Simulated annealing is a classical machine learning technique for combinatorial optimization -- finding the best possible permutation of a set of discrete values. Quantum annealing enhances standard simulated annealing by using one or more ideas from quantum mechanics, such as quantum tunneling and quantum spin. Quantum annealing uses standard hardware and software, not exotic quantum computing hardware and software.
Experiments on the MNIST data set using quantum annealing give similar results to those obtained by experiments using the slot machine training technique. The graph in Figure 2 shows that as K, the number of possible values for each weight, increases from 2 to 8, classification accuracy increases from just over 60 percent to 99.8 percent which is the about the same accuracy obtained by stochastic gradient descent techniques.
What's the Point?
The Pure AI editors spoke to Dr. James McCaffrey, a scientist engineer at Microsoft Research who worked on the neural network quantum annealing training experiments. McCaffrey commented, "Standard deep neural network training with stochastic gradient descent techniques is effective in most scenarios."

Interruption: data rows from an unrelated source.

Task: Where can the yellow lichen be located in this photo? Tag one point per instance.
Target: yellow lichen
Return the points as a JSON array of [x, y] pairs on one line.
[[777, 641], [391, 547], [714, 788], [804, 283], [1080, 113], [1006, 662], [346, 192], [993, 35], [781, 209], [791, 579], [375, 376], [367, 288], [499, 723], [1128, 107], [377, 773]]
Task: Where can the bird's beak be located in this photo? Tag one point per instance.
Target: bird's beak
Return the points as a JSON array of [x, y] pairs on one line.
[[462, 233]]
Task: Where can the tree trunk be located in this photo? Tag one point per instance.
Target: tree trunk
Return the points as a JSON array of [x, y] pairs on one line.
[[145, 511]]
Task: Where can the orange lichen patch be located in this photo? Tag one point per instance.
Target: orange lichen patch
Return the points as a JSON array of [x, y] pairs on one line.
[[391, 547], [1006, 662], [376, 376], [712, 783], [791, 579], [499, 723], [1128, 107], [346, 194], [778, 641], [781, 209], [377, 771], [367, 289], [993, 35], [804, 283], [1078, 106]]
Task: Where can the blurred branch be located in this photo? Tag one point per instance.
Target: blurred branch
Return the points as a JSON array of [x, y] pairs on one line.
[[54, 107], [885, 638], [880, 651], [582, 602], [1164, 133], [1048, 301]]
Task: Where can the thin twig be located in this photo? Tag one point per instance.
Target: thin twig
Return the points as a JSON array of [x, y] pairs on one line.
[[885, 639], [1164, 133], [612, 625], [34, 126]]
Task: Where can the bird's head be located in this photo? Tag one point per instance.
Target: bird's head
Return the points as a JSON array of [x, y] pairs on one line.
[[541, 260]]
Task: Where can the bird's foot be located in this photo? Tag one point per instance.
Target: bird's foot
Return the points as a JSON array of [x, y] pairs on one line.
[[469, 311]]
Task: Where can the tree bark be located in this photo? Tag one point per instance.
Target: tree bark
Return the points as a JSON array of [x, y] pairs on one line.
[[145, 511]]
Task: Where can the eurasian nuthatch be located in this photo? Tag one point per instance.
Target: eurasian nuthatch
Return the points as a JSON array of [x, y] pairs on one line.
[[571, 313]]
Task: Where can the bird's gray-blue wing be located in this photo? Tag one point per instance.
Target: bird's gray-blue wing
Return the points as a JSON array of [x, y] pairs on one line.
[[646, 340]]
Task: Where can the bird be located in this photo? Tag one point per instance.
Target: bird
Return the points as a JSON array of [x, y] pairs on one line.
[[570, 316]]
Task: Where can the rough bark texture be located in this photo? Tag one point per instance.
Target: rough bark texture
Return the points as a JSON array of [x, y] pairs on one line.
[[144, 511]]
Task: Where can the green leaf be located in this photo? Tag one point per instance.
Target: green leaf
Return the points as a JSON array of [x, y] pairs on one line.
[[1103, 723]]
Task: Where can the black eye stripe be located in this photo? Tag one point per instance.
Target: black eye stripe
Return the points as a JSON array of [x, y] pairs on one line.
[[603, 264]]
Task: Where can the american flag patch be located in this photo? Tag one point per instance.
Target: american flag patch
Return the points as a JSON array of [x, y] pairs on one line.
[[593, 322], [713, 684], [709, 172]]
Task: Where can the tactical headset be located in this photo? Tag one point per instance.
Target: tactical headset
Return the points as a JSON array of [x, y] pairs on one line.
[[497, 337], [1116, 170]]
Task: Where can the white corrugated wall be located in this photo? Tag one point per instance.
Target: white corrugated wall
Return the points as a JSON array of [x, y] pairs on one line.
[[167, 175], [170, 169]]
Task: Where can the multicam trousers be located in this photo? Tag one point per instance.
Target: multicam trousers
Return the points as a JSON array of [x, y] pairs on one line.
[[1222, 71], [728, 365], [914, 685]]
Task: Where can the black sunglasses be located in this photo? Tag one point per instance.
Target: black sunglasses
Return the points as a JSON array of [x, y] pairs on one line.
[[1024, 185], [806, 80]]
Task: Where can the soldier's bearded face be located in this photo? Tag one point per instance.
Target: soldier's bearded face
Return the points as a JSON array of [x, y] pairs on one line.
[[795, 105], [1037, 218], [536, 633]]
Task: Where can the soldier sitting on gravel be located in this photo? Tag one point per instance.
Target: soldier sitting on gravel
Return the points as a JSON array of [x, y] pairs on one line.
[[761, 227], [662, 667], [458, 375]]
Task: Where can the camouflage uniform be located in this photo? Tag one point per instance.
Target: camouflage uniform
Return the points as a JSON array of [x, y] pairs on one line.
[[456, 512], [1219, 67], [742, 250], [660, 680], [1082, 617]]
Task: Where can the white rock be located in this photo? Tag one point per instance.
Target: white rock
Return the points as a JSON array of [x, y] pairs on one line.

McCaffrey continued, "For example, an elevator company could train an image classification model on the thousands of parts field technicians might encounter in the field. Training could occur offline because new parts are only rarely added to the company inventory."
McCaffrey speculated, "But the slot machine and quantum annealing training techniques might be useful in scenarios where neural networks must be retrained frequently and in scenarios where training must occur on devices with limited processing power, such as mobile phones."